You have to adjust the generator. You have there a sequence of milliseconds, that represent on/off switch, right? Each time you sample you have to know which state the sound is right now, on or off. Given you sample for 44100 Hz, you can precisely adjust when should your sound stop and when should it start, by sending 0.0 instead of a sine wave into channels while the sound is stopped by your instructions. In fact the logical Sound structure will continuously play, but the tone will be intermittent.

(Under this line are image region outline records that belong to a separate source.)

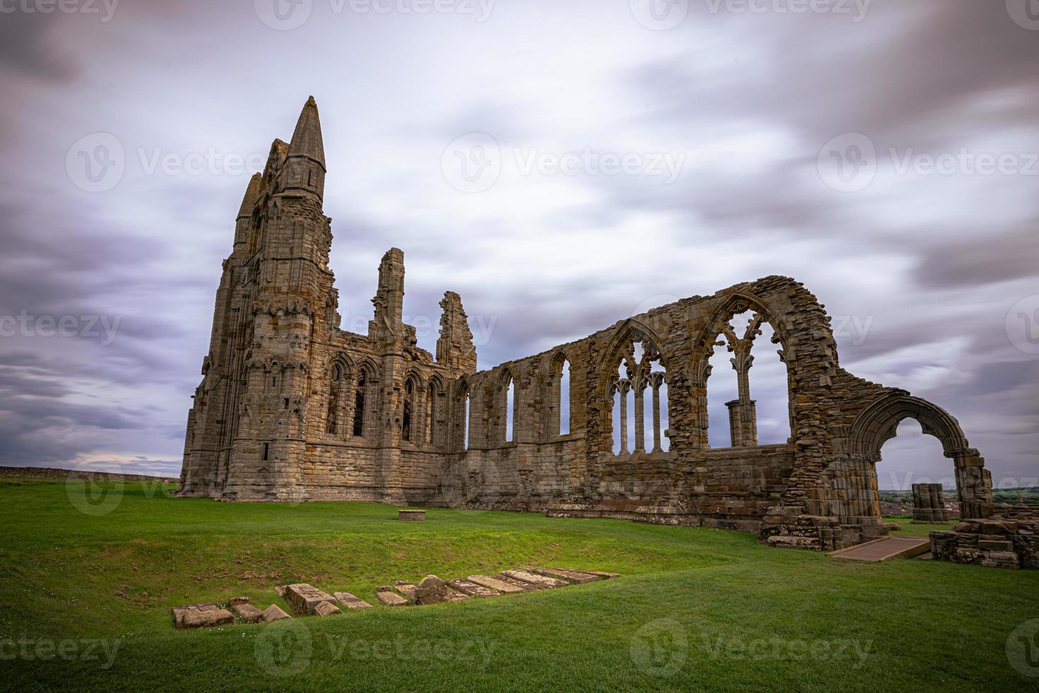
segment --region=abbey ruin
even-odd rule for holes
[[[951,458],[963,517],[992,513],[984,459],[956,420],[841,368],[824,306],[788,277],[685,298],[481,371],[456,293],[441,301],[435,355],[417,346],[402,319],[404,256],[392,248],[368,334],[342,330],[325,170],[312,98],[238,213],[188,416],[182,496],[610,516],[836,549],[886,533],[876,463],[912,418]],[[745,313],[749,325],[736,330]],[[779,445],[757,444],[749,389],[766,323],[789,381],[791,436]],[[708,444],[716,349],[731,353],[739,382],[722,449]]]

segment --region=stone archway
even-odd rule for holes
[[[899,422],[904,419],[914,419],[925,433],[938,438],[942,453],[953,460],[961,516],[988,517],[992,513],[992,480],[985,469],[985,458],[970,447],[959,422],[927,400],[900,391],[871,402],[852,424],[854,457],[873,463],[880,461],[880,449],[895,437]]]

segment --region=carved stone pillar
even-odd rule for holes
[[[635,451],[646,449],[645,381],[640,380],[635,388]]]
[[[652,452],[663,452],[660,445],[660,385],[661,378],[652,380]]]

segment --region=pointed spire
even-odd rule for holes
[[[321,121],[318,117],[318,104],[314,97],[307,100],[303,111],[296,123],[296,131],[289,144],[289,156],[305,156],[314,159],[324,168],[324,142],[321,139]]]
[[[249,179],[248,187],[245,188],[245,196],[242,197],[242,206],[238,210],[238,218],[243,216],[252,216],[252,208],[256,207],[257,199],[260,198],[260,182],[263,180],[263,176],[260,174],[252,174],[252,178]]]

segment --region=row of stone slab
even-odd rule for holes
[[[380,604],[390,607],[403,607],[411,604],[443,604],[445,602],[461,602],[474,596],[500,596],[541,589],[556,589],[567,585],[580,585],[619,577],[616,572],[603,572],[601,570],[533,567],[503,570],[497,576],[472,575],[464,580],[448,580],[447,582],[436,576],[429,575],[423,578],[418,585],[398,580],[392,587],[379,587],[375,591],[375,596]],[[343,610],[340,607],[345,607],[348,611],[372,608],[372,605],[350,592],[328,594],[305,583],[279,586],[275,587],[275,590],[279,596],[285,598],[289,608],[300,616],[341,614]],[[174,625],[177,628],[230,625],[235,622],[235,616],[246,623],[269,623],[292,618],[274,604],[261,611],[249,604],[248,597],[245,596],[232,597],[230,606],[231,611],[212,604],[177,607],[172,610]]]

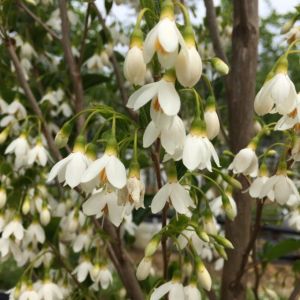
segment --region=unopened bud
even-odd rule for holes
[[[145,280],[151,271],[152,258],[144,257],[136,269],[136,277],[138,280]]]
[[[213,57],[210,59],[210,63],[219,74],[227,75],[229,73],[229,67],[222,59]]]
[[[160,237],[160,234],[156,234],[152,237],[145,249],[145,256],[152,256],[156,252],[160,244]]]

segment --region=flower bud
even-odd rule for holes
[[[219,74],[227,75],[229,73],[229,67],[222,59],[213,57],[210,59],[210,63]]]
[[[0,187],[0,208],[3,208],[6,204],[7,195],[6,190],[2,187]]]
[[[6,139],[8,137],[9,130],[10,130],[10,127],[6,127],[5,129],[3,129],[0,132],[0,145],[3,144],[6,141]]]
[[[138,280],[145,280],[151,271],[152,258],[144,257],[136,269],[136,277]]]
[[[152,237],[149,244],[146,246],[145,256],[152,256],[156,252],[160,244],[160,238],[160,234],[156,234]]]
[[[196,272],[199,284],[207,291],[211,289],[211,277],[201,260],[196,261]]]
[[[68,144],[69,136],[71,134],[72,125],[70,122],[66,123],[62,129],[55,136],[55,145],[60,149]]]
[[[47,207],[43,207],[40,214],[40,222],[43,226],[47,226],[50,223],[51,215]]]
[[[24,215],[27,215],[29,211],[30,211],[30,199],[28,196],[26,196],[22,205],[22,213]]]

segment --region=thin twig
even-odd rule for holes
[[[36,14],[34,14],[22,1],[17,0],[17,4],[22,8],[32,19],[40,24],[54,39],[60,40],[61,38],[47,25],[45,24]]]
[[[59,11],[61,18],[61,27],[62,27],[62,45],[64,49],[65,59],[70,71],[70,77],[73,83],[73,89],[75,94],[75,112],[79,113],[84,109],[84,93],[83,86],[81,81],[81,76],[79,72],[78,65],[75,61],[75,58],[72,53],[72,47],[70,42],[70,26],[68,20],[68,10],[67,10],[67,1],[59,1]],[[84,123],[84,115],[80,115],[77,118],[77,130],[80,131]]]
[[[55,146],[54,139],[51,135],[51,132],[49,131],[49,128],[48,128],[48,125],[47,125],[47,123],[44,119],[43,113],[42,113],[42,111],[41,111],[41,109],[38,105],[38,102],[37,102],[32,90],[31,90],[31,88],[30,88],[30,86],[29,86],[29,84],[26,80],[23,68],[21,66],[20,60],[19,60],[19,58],[17,56],[17,53],[16,53],[14,41],[10,38],[7,38],[5,40],[5,45],[6,45],[6,48],[8,50],[8,53],[11,57],[11,60],[14,64],[17,79],[20,83],[20,86],[24,90],[25,95],[26,95],[33,111],[39,117],[39,119],[42,123],[42,130],[43,130],[43,133],[44,133],[45,138],[47,140],[49,149],[50,149],[51,153],[53,154],[53,156],[55,157],[55,159],[59,160],[59,159],[61,159],[61,154]]]

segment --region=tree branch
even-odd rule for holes
[[[226,57],[226,54],[223,50],[222,43],[221,43],[221,38],[220,38],[220,33],[219,33],[218,23],[217,23],[216,10],[214,7],[214,1],[204,0],[204,3],[206,8],[207,25],[211,34],[211,39],[213,42],[215,53],[225,63],[228,63],[228,59]]]
[[[32,19],[34,19],[38,24],[40,24],[54,39],[60,40],[60,37],[47,24],[45,24],[36,14],[34,14],[22,1],[17,0],[17,4]]]
[[[16,75],[17,75],[17,79],[20,83],[20,86],[22,87],[22,89],[24,90],[25,92],[25,95],[33,109],[33,111],[35,112],[35,114],[39,117],[41,123],[42,123],[42,131],[44,133],[44,136],[47,140],[47,143],[48,143],[48,146],[49,146],[49,149],[50,149],[50,152],[53,154],[53,156],[59,160],[61,159],[61,154],[60,152],[58,151],[58,149],[56,148],[55,146],[55,143],[54,143],[54,139],[51,135],[51,132],[49,131],[49,128],[48,128],[48,124],[46,123],[45,119],[44,119],[44,116],[43,116],[43,113],[38,105],[38,102],[35,98],[35,96],[33,95],[32,91],[31,91],[31,88],[26,80],[26,77],[25,77],[25,74],[24,74],[24,71],[22,69],[22,66],[21,66],[21,63],[20,63],[20,60],[17,56],[17,53],[16,53],[16,49],[15,49],[15,45],[14,45],[14,40],[10,39],[10,38],[7,38],[5,40],[5,45],[6,45],[6,48],[8,50],[8,53],[11,57],[11,60],[14,64],[14,67],[15,67],[15,70],[16,70]]]
[[[70,42],[70,26],[68,20],[68,10],[66,0],[59,0],[59,11],[61,17],[61,26],[62,26],[62,45],[65,54],[65,60],[69,67],[70,76],[73,83],[73,89],[75,94],[75,112],[79,113],[84,109],[84,94],[83,86],[80,77],[79,67],[75,61],[75,58],[72,53],[72,47]],[[80,132],[84,123],[84,116],[81,115],[77,118],[77,130]]]

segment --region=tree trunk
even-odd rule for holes
[[[246,147],[253,134],[253,100],[255,97],[258,0],[234,0],[231,73],[227,81],[230,147],[234,153]],[[241,176],[243,187],[247,182]],[[250,239],[251,203],[248,193],[234,192],[238,215],[226,221],[227,238],[235,249],[228,252],[222,277],[222,300],[246,299],[242,280],[233,286],[241,268],[243,254]]]

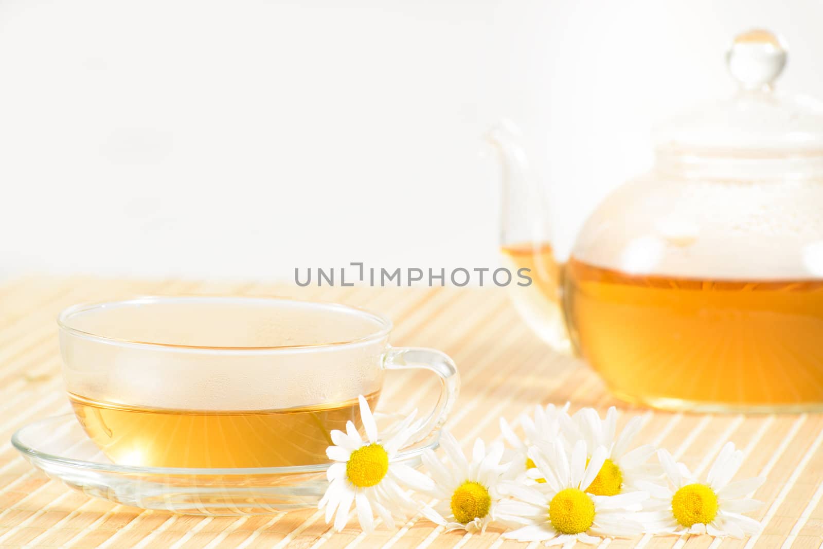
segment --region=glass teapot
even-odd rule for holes
[[[701,411],[823,408],[823,104],[779,94],[774,35],[737,36],[730,99],[655,132],[652,170],[606,198],[568,261],[503,126],[502,251],[528,324],[616,396]]]

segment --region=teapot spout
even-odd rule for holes
[[[562,303],[563,265],[554,256],[543,189],[529,169],[520,132],[504,120],[486,134],[502,164],[500,248],[506,265],[528,284],[509,286],[521,316],[556,351],[573,353]]]
[[[548,245],[545,196],[529,168],[520,131],[510,120],[504,119],[488,131],[486,138],[497,150],[502,166],[500,245]]]

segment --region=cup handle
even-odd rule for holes
[[[383,355],[384,370],[428,370],[440,378],[440,396],[435,409],[407,444],[420,442],[446,422],[460,393],[460,375],[454,361],[445,353],[418,347],[392,347]]]

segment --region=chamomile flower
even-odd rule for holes
[[[359,397],[360,419],[368,440],[363,441],[354,423],[346,424],[346,432],[331,432],[335,445],[326,449],[332,463],[327,473],[328,488],[318,505],[326,510],[326,524],[334,518],[334,528],[346,526],[351,504],[357,510],[357,519],[364,532],[374,529],[374,513],[389,528],[394,528],[393,511],[416,511],[417,506],[400,487],[401,482],[417,490],[430,490],[430,478],[408,465],[393,462],[393,459],[416,432],[419,424],[412,424],[415,414],[404,419],[395,434],[388,441],[378,437],[377,424],[369,404]]]
[[[576,542],[598,543],[602,537],[642,532],[644,525],[633,513],[641,509],[649,494],[635,491],[607,496],[586,491],[607,454],[606,448],[596,448],[587,464],[584,441],[575,443],[570,455],[557,441],[529,449],[528,456],[546,482],[508,485],[515,499],[501,501],[495,518],[520,528],[503,537],[568,547]]]
[[[520,425],[523,426],[524,439],[521,439],[514,434],[514,429],[509,425],[504,418],[500,418],[500,431],[503,438],[511,445],[514,450],[511,452],[510,460],[512,462],[513,473],[522,474],[534,468],[534,462],[528,457],[528,447],[537,443],[551,443],[559,439],[560,434],[560,416],[566,415],[569,409],[569,403],[562,408],[558,408],[554,404],[548,404],[545,408],[537,404],[534,407],[534,418],[527,413],[519,417]],[[522,479],[527,483],[533,483],[535,481],[523,477]],[[537,479],[538,482],[542,479]]]
[[[616,496],[638,491],[639,482],[653,482],[663,471],[657,463],[649,463],[654,454],[653,445],[633,447],[635,436],[643,427],[644,418],[636,416],[629,420],[619,436],[616,436],[617,410],[614,406],[601,419],[591,408],[584,408],[574,416],[560,418],[560,427],[570,441],[586,442],[587,455],[595,448],[607,450],[606,460],[587,491],[595,496]]]
[[[503,444],[498,442],[486,448],[483,441],[477,439],[471,461],[448,431],[443,432],[440,446],[445,450],[448,464],[444,465],[430,450],[423,453],[423,464],[435,481],[428,494],[443,503],[436,512],[425,510],[423,514],[445,526],[447,532],[484,532],[500,500],[498,485],[509,468],[509,464],[500,464]]]
[[[746,497],[765,482],[754,477],[730,482],[743,463],[743,453],[728,442],[720,450],[704,481],[695,478],[682,464],[676,464],[665,450],[658,452],[668,486],[640,482],[652,496],[644,507],[656,521],[660,533],[709,533],[742,537],[757,533],[760,523],[742,513],[762,503]]]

The following is a sketch of how it could be done:

public class CustomTone {
    private var tone:Sound;
    private var delays:Vector.<Number>;
    private var frequency:Number;
    private var onThreshold:Number;
    private var offThreshold:Number;
    private var finishThreshold:Number;
    private var isOn:Boolean=true;
    private var sequenced:Number; // how many samples were sequenced total. 
    // any check is done within this.
    public function CustomTone(freq:Number,toneArray:Array) {
        tone=new Sound();
        delays=Vector.<Number>(toneArray);
        frequency=freq;
        tone.addEventListener(SampleDataEvent.SAMPLE_DATA,generateTone); 
        tone.addEventListener(Event.COMPLETE,finishedGenerating);
        sequenced=0;
        // fill other values according to array [TODO]
    }
    // other function to taste. Should have there a play and stop functions, as well as to play presampled sound
    }
    private function generateTone(e:SampleDataEvent):void {
        var ep:Number=e.position;
        var howMany:int=Math.min(finishThreshold-sequenced,8192);
        for (var i:int=0;i<howMany;i++) {
            if (isOn) { 
                sample = Math.sin((i+ep) * TWO_PI_OVER_SR * frequency);
                e.data.writeFloat(sample * amp_multiplier_left);
                sample = Math.sin((i+ep) * TWO_PI_OVER_SR * frequency);
                e.data.writeFloat(sample * amp_multiplier_right);
            } else {
                e.data.writeFloat(0.0);
                e.data.writeFloat(0.0);
            }
            if ((i+ep)>offThreshold) {
                isOn=false;
                offThreshold=getNextOffThreshold();
            }
            if (i+ep>onThreshold) {
                isOn=true;
                onThreshold=getNextOnThreshold();
            }
        }
        sequenced+=howMany;
    }
    ...
}

Note, you might want such a sound not be generated again from the same array, so you could use a method to replay the once-generated sound. Methods of next threshold should be replaced by inline calculations of next value, note these are measured in samples, not in milliseconds, thus you should convert them into samples as well.